It's a short walk to the train station from our apartment. Its location borders both old and new Chamonix and although the rooms are small, I have no complaints about it except maybe a tree that blocks an almost perfect view of Mont Blanc. A full train. Somehow we slither into seats together. We stop at St Gervais for a few minutes to change trains, luckily it's the same platform, as our backpacks seem to be heavier. Another 'milk train' stopping all stations, before Annecy appears through the rain. We have almost two hours to kill here and eat our lunch on a platform seat. We find our train about half an hour before it departs but it is already full, this time with boy scouts and girl guides. It must be the end of the French school holidays because there are children everywhere. We climb the stairs to the upper carriage and have wonderful views of fields of maize, and sunflowers whose heads are bowed with the weight of their maturing seeds.
There are no services on board the trains, so I'm glad we brought at least water with us.

Gare de Lyon Part-Dieu is about two kilometres from our hotel, the Mercure Beaux Arts, which is in the centre of the old city. Our taxi driver rushes there, zigzagging between cars and buses, making me cling to the seat edge for support. What a surprise, our privilege room is enormous (for a Mercure hotel) and well worth $160/night (but meals aren't included).

 We spend the evening wandering through the old quarter of Lyon, a mass of tiny streets crammed with restaurants. We choose one at random because it has a French menu (many don't). Named The Winch, it doesn't sound French but the food is beyond delicious - we both have duck with fresh cranberries, followed by real crème brulee. Fixed menu for EUR26pp for three courses. I eat so quickly I forget to take photos.

Morning comes with sunny skies and we go out to find breakfast. There's a fresh fruit and veg market along the Saone river bank, so we munch on brioche and croissant. I drink freshly pressed orange and peach juice. The fruit is so enticing, if only we had more time to eat it!

Early morning walks reveal the best lighting for photography - and the city is quiet

We wander over the river Saone to find an artists' market and buy two paintings. I worry about bringing in wooden frames and select two that need to be framed. They are modern and very French.
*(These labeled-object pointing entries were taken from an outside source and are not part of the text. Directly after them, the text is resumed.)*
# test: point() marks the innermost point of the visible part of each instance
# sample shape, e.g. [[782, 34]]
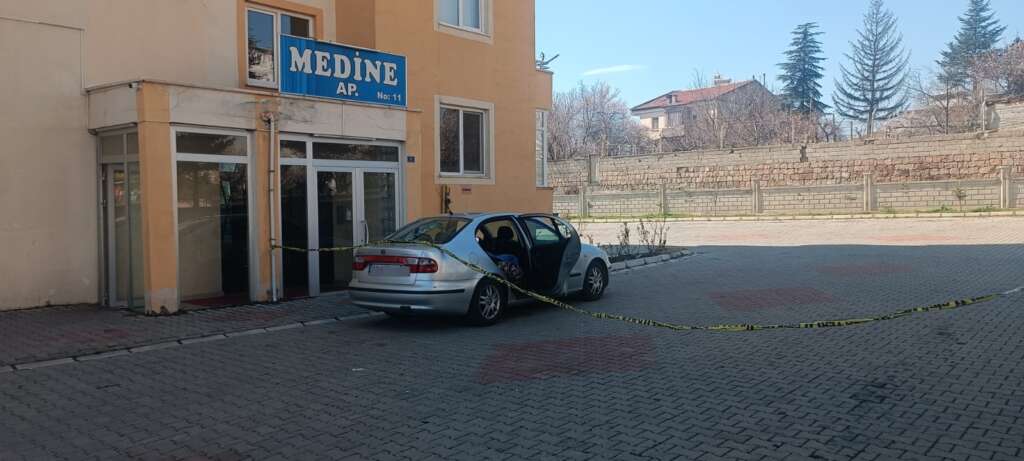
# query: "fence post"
[[664, 199], [756, 196], [1006, 182], [869, 202], [584, 201]]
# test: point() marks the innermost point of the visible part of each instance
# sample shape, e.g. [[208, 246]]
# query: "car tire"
[[487, 303], [595, 281]]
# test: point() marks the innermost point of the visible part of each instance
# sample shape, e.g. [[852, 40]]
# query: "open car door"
[[553, 254]]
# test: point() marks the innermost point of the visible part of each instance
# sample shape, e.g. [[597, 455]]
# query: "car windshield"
[[435, 229]]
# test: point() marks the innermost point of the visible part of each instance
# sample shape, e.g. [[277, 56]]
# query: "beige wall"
[[47, 164], [501, 73], [49, 156]]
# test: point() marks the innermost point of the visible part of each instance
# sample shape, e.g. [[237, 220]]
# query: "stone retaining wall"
[[919, 159], [845, 199]]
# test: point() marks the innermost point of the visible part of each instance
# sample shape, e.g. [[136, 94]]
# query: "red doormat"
[[542, 360], [770, 297]]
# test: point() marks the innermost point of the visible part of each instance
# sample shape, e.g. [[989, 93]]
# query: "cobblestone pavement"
[[53, 333], [548, 384]]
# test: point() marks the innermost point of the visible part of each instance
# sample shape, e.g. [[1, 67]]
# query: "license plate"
[[388, 270]]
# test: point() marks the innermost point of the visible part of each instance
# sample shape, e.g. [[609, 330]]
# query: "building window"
[[213, 215], [676, 119], [462, 13], [263, 31], [462, 140], [541, 154]]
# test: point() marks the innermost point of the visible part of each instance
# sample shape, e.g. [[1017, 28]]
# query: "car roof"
[[483, 215]]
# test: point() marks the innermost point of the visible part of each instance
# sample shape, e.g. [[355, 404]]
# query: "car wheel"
[[596, 280], [487, 303]]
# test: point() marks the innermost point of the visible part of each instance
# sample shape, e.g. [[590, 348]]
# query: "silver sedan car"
[[538, 252]]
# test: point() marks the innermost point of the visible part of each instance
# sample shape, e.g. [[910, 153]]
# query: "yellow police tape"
[[949, 305]]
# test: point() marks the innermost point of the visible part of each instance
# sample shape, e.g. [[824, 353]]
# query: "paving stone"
[[551, 384]]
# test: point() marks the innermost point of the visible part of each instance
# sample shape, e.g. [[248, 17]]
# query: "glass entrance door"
[[124, 243], [332, 207]]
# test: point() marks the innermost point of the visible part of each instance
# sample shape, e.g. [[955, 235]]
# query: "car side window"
[[542, 233], [564, 228], [500, 237]]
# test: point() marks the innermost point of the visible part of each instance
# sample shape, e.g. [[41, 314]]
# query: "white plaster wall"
[[48, 179], [113, 107]]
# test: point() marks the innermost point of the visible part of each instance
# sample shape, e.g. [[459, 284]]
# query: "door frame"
[[356, 168], [108, 248], [111, 234]]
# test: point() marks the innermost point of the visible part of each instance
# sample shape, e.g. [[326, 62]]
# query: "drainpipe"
[[272, 168]]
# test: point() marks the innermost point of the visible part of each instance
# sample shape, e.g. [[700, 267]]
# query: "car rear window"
[[435, 229]]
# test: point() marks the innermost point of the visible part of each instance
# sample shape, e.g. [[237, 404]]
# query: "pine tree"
[[802, 71], [872, 88], [980, 31]]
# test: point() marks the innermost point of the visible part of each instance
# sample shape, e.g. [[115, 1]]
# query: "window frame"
[[483, 33], [486, 111], [543, 115], [275, 13]]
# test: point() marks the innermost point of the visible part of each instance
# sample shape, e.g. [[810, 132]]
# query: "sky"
[[648, 47]]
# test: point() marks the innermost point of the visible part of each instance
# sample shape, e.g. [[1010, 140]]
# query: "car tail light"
[[424, 265], [416, 265]]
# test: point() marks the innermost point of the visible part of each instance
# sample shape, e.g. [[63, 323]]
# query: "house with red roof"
[[702, 112]]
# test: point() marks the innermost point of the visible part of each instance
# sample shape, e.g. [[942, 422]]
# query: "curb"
[[649, 260], [178, 343]]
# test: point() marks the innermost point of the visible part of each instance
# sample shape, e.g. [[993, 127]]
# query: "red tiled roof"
[[684, 97]]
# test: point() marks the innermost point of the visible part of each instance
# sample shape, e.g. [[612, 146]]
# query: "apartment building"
[[157, 153]]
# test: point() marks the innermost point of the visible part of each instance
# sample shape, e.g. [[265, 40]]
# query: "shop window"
[[463, 140], [263, 30], [541, 149], [213, 218], [367, 153]]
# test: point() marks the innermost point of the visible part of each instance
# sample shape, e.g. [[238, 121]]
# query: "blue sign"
[[338, 72]]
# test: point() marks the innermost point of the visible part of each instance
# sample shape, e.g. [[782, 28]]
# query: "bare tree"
[[593, 120]]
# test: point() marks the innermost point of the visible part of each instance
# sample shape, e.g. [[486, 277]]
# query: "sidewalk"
[[54, 333]]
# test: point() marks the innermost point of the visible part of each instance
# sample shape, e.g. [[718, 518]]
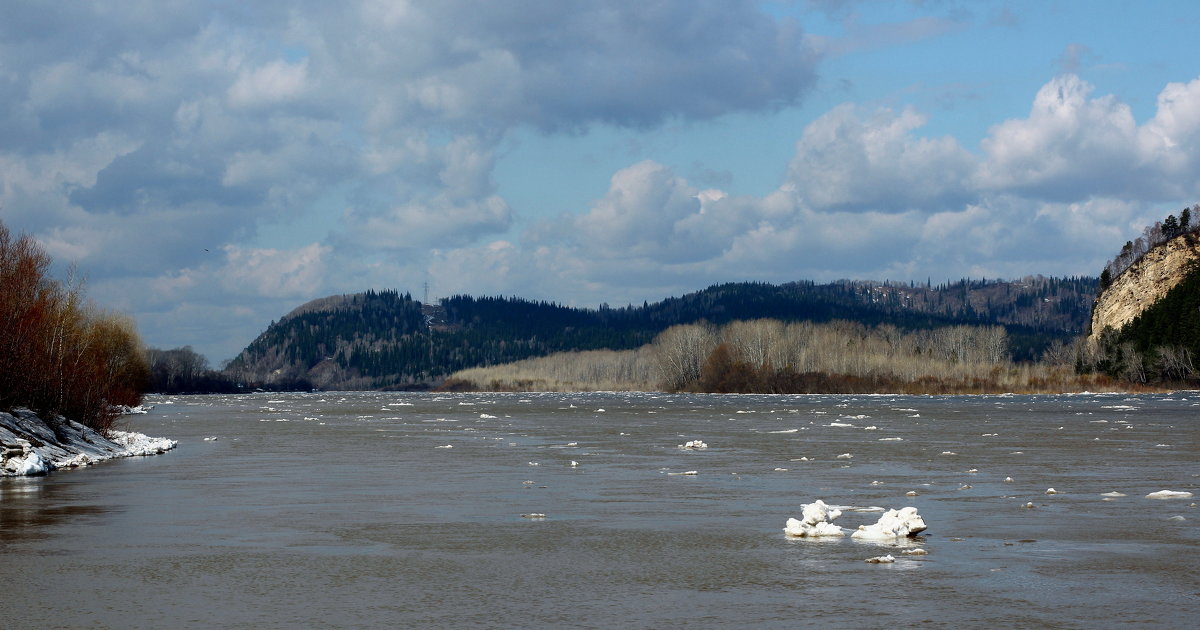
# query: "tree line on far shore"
[[773, 357]]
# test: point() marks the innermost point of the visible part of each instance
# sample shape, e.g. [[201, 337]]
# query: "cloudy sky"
[[210, 165]]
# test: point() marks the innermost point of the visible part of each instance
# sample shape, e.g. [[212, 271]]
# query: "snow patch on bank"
[[29, 445]]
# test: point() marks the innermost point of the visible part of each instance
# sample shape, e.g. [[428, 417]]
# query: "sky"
[[209, 166]]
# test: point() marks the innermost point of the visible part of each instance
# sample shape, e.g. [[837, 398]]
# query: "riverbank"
[[30, 445]]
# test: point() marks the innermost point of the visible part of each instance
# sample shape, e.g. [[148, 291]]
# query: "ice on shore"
[[1169, 495], [30, 447], [892, 525], [816, 521]]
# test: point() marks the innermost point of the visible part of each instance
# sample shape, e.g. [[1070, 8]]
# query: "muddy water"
[[346, 510]]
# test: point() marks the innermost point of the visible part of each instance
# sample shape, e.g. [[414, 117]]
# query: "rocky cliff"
[[1145, 282]]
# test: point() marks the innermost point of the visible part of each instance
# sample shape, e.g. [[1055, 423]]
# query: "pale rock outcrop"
[[1144, 283]]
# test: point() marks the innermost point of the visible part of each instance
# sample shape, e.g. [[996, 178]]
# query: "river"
[[406, 510]]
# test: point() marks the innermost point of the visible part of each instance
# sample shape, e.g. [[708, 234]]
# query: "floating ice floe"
[[1169, 495], [816, 521], [892, 525]]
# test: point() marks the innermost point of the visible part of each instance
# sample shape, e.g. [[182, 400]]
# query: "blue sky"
[[209, 166]]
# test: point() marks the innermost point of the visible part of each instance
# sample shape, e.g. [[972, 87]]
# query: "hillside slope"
[[387, 340], [1145, 283]]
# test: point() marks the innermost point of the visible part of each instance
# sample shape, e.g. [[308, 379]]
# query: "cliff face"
[[1144, 283]]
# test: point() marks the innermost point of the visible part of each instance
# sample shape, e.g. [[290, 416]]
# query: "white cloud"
[[274, 273], [273, 83], [855, 160]]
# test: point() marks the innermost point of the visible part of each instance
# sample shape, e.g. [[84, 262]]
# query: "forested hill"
[[388, 340]]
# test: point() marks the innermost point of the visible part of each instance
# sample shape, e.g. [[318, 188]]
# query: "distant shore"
[[31, 445]]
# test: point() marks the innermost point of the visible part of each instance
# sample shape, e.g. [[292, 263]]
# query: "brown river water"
[[346, 510]]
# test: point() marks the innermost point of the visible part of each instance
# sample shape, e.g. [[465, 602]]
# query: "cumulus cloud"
[[851, 159]]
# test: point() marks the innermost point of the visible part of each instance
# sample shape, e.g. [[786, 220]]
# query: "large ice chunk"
[[893, 525], [815, 522]]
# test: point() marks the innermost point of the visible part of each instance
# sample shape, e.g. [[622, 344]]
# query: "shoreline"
[[30, 445]]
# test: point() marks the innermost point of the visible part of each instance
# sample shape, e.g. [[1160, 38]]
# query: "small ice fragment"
[[1169, 495], [893, 523]]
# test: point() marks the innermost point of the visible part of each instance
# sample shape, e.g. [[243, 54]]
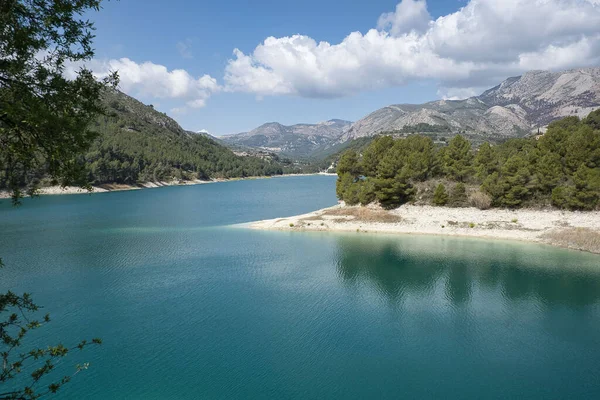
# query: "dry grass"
[[364, 214], [575, 238]]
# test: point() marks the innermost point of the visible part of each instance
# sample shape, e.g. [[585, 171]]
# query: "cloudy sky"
[[230, 66]]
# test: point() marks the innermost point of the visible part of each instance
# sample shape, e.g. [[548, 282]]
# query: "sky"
[[229, 66]]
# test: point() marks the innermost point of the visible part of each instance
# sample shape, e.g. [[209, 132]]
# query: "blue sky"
[[418, 52]]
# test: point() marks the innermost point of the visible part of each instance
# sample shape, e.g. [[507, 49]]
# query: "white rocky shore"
[[576, 230]]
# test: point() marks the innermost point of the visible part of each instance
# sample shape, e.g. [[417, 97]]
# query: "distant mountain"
[[137, 143], [514, 108], [298, 140]]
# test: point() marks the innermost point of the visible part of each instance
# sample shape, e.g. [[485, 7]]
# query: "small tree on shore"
[[44, 129], [440, 196]]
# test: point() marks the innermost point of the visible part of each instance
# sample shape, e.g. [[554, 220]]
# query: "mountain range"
[[517, 107], [298, 140]]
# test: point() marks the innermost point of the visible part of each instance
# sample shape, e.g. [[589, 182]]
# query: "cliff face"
[[515, 107], [295, 140]]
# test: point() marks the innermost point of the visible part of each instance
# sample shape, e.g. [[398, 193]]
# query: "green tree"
[[374, 153], [486, 162], [44, 126], [458, 195], [440, 196], [45, 117], [392, 187], [583, 194], [349, 164], [593, 120], [457, 159]]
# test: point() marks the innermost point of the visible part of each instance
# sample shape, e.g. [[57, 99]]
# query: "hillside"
[[299, 140], [138, 143], [514, 108]]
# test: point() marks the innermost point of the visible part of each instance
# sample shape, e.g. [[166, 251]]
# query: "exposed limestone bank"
[[114, 187], [575, 230]]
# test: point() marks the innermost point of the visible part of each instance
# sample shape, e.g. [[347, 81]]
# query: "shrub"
[[440, 196], [458, 196], [480, 200]]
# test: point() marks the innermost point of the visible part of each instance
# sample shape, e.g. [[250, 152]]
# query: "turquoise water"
[[191, 308]]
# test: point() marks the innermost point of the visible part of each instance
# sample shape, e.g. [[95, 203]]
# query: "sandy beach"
[[569, 229]]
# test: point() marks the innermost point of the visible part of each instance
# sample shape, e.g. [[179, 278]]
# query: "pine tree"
[[458, 195], [457, 159], [440, 196]]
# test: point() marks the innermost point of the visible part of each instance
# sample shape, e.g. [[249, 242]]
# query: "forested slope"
[[560, 168], [138, 143]]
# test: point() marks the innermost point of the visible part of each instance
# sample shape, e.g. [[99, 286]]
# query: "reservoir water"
[[191, 307]]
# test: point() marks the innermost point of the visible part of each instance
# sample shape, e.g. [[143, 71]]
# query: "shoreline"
[[567, 229], [119, 187]]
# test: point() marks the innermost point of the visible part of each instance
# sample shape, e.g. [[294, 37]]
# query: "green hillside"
[[137, 144]]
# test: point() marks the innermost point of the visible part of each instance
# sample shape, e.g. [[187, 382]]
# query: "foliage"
[[422, 127], [457, 159], [458, 195], [39, 363], [480, 200], [45, 122], [138, 144], [562, 168], [440, 196], [44, 116]]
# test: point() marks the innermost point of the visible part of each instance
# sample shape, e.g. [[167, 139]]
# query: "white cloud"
[[478, 45], [410, 15], [149, 80]]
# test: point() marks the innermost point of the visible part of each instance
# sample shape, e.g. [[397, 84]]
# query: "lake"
[[191, 307]]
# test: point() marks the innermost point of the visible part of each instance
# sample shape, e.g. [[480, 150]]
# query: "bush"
[[440, 196], [458, 196], [480, 200]]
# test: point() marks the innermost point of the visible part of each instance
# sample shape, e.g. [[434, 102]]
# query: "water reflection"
[[396, 267]]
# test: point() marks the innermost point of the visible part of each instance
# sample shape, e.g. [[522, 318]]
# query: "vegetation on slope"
[[134, 143], [137, 143], [561, 168]]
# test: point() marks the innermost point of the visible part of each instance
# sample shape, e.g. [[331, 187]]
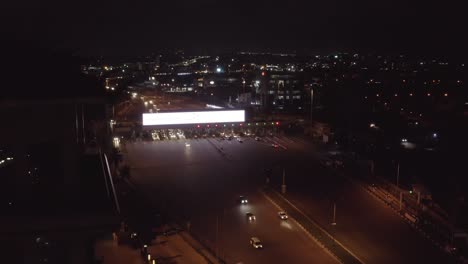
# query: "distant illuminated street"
[[199, 184]]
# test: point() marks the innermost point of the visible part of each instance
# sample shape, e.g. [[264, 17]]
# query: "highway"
[[202, 187], [200, 184]]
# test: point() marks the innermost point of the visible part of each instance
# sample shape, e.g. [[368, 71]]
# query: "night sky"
[[141, 27]]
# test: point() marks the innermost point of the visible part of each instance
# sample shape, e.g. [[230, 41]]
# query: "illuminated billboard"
[[201, 117]]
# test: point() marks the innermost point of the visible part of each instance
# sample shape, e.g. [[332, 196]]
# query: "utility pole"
[[217, 239], [283, 186], [334, 214], [398, 174], [401, 201], [311, 104]]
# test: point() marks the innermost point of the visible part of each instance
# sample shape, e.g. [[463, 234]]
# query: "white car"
[[250, 216], [255, 242], [282, 215], [243, 200]]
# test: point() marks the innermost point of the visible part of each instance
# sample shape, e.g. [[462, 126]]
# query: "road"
[[198, 183], [201, 186]]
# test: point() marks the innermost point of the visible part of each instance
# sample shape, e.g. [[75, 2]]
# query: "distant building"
[[279, 91]]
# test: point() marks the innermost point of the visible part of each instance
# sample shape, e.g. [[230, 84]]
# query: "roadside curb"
[[307, 232], [346, 255], [199, 248]]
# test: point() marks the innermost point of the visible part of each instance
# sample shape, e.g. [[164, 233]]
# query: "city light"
[[200, 117]]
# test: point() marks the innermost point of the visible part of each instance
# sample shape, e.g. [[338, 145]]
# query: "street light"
[[334, 214], [283, 186], [311, 103]]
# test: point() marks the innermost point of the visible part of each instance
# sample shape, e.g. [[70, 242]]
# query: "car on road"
[[171, 231], [255, 242], [243, 199], [282, 215], [250, 216]]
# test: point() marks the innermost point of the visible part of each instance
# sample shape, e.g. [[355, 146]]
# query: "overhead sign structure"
[[200, 117]]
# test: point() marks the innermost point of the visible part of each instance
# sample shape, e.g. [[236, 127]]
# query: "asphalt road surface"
[[200, 184]]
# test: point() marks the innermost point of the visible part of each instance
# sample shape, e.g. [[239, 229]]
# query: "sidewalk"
[[171, 249]]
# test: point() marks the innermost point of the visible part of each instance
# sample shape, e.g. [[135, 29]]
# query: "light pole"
[[398, 174], [311, 103], [283, 186], [217, 240], [334, 214]]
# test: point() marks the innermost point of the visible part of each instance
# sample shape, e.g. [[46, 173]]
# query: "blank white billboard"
[[202, 117]]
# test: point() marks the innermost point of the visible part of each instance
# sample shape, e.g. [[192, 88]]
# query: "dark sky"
[[140, 27]]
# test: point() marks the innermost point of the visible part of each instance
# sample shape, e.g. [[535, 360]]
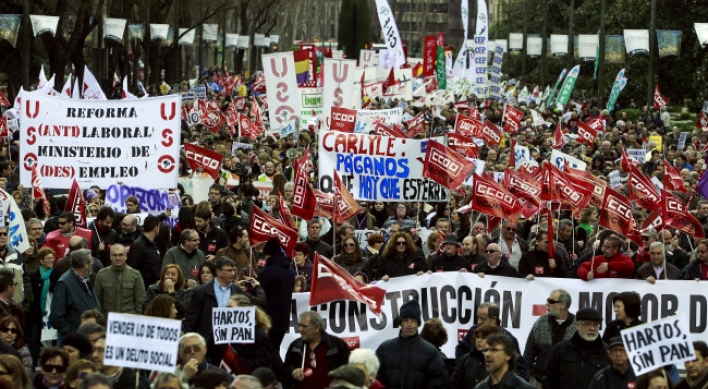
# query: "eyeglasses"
[[491, 350], [188, 349], [49, 368]]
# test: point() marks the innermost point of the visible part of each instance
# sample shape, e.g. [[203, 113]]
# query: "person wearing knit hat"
[[77, 347], [409, 361]]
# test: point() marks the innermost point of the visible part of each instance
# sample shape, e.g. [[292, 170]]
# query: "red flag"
[[466, 126], [492, 199], [673, 181], [325, 206], [344, 205], [304, 200], [551, 244], [264, 227], [75, 204], [208, 160], [526, 190], [247, 128], [3, 100], [446, 167], [659, 99], [284, 212], [616, 213], [586, 134], [558, 139], [416, 125], [512, 119], [675, 215], [430, 47], [343, 119], [462, 145], [642, 190], [210, 115], [490, 133], [232, 363], [330, 283]]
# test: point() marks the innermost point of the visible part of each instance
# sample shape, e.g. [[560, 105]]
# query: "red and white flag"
[[264, 227], [490, 198], [558, 139], [345, 207], [659, 99], [285, 215], [445, 166], [616, 213], [674, 214], [304, 200], [208, 160], [92, 89], [586, 134], [330, 282], [38, 191], [512, 119]]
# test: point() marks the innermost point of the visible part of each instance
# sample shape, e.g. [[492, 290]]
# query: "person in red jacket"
[[611, 264]]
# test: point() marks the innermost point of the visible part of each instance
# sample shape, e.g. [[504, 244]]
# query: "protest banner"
[[142, 342], [453, 297], [377, 168], [234, 325], [659, 343], [100, 142], [559, 158]]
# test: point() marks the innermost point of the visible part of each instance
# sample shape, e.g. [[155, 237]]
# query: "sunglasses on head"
[[49, 368]]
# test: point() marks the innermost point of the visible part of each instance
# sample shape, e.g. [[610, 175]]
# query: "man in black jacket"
[[316, 350], [198, 317], [409, 361], [574, 361], [144, 256]]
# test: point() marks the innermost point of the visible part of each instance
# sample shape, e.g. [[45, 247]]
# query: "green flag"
[[568, 85], [440, 68], [553, 92]]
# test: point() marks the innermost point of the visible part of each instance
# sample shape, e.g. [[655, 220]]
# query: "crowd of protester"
[[205, 261]]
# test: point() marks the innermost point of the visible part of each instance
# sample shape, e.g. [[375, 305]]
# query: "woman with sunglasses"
[[76, 373], [11, 368], [54, 363], [351, 258], [11, 332], [400, 257]]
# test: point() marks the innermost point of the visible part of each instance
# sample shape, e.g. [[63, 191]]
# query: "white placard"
[[234, 325], [142, 342], [159, 31], [43, 23], [659, 343], [557, 158], [636, 41], [100, 142], [114, 29]]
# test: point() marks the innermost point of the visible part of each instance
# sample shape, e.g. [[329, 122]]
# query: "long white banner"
[[100, 142], [281, 83], [377, 168], [453, 298]]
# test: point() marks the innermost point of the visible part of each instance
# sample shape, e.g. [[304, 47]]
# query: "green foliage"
[[632, 114]]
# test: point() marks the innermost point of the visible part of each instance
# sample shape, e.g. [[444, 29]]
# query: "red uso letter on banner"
[[281, 82]]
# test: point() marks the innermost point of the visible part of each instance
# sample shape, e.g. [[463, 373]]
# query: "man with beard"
[[550, 329], [574, 361]]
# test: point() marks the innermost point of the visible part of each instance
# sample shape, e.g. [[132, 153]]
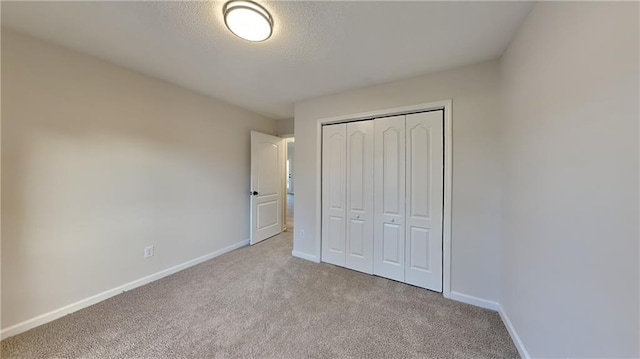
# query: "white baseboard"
[[514, 335], [306, 256], [55, 314], [478, 302]]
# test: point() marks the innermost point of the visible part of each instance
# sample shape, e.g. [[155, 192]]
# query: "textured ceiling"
[[317, 48]]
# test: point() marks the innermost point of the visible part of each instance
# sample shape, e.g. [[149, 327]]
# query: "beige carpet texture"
[[260, 302]]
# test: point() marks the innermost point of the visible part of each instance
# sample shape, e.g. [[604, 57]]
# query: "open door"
[[267, 186]]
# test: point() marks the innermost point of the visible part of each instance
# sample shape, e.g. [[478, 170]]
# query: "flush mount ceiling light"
[[248, 20]]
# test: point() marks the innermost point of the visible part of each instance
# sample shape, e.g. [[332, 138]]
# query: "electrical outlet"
[[148, 251]]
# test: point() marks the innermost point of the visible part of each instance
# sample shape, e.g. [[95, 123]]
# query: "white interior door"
[[267, 184], [389, 197], [360, 196], [334, 167], [424, 186]]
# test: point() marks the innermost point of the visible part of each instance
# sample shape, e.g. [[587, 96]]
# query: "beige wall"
[[285, 127], [569, 272], [476, 188], [99, 162]]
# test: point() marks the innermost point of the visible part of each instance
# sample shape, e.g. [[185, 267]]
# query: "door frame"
[[444, 105]]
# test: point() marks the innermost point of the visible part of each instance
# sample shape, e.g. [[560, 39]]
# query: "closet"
[[382, 197]]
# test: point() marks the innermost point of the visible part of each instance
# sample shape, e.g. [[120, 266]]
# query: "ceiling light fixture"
[[248, 20]]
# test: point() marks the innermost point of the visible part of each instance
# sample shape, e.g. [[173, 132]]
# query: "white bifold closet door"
[[334, 193], [382, 197], [389, 197], [424, 200], [347, 201], [360, 196]]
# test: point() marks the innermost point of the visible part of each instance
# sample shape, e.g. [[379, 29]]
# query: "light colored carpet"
[[259, 302]]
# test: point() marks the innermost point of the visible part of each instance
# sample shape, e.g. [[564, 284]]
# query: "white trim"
[[60, 312], [478, 302], [448, 160], [514, 335], [306, 256]]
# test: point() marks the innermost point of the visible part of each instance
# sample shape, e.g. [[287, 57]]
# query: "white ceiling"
[[317, 48]]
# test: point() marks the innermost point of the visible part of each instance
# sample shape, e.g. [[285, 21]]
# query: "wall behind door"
[[476, 181], [99, 162]]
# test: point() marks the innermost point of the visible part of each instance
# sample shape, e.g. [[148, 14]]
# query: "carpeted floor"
[[260, 302]]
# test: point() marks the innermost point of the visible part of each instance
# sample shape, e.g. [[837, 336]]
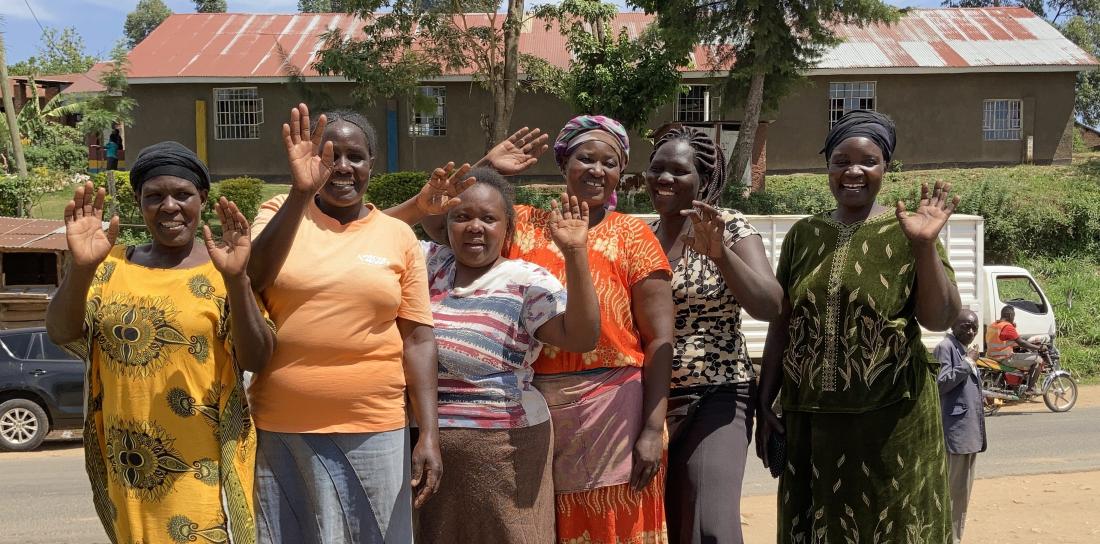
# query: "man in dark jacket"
[[961, 407]]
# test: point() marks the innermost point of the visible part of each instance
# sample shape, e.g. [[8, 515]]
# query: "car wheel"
[[23, 425]]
At the top of the hill overlooking the old city is the Cathedral de Notre Dame. Mass is being said so we wait respectfully for it to finish. The wait is more than worthwhile. There's a heady mix of incense lingering in the air as the massive doors are swung open at the end of the service.

There's an enormous Roman amphitheatre close by, so we wander down the hill before taking the funicular train back into the old quarter.

Richard finds the statue to the author Antoine St Exupéry, who wrote The Little Prince at the turn of the last century - it's delightfully whimsical

And so farewell to Europe - it has been a wonderful holiday. I am cured of wanting a campervan to travel in (too cramped), realise that remote walking is more enjoyable than touristic, chic locations, and can't wait to take out my walking poles and boots for another walking holiday in England and Europe.


Friday, 19 August 2016

Our last day in Chamonix

The rain has passed overnight and we wake to a clear, sunny sky so loved by the paragliders.

Today we use our free bus/train passes to travel up the Chamonix Valley to Vallorcine. The passes were given to us on the first day, and are used to encourage every one to leave their cars at home or in the car parks rather than clog up the narrow roads to/from Chamonix. As we walk to the bus stop, we pass the patisserie - I make a mental note to call in on our return!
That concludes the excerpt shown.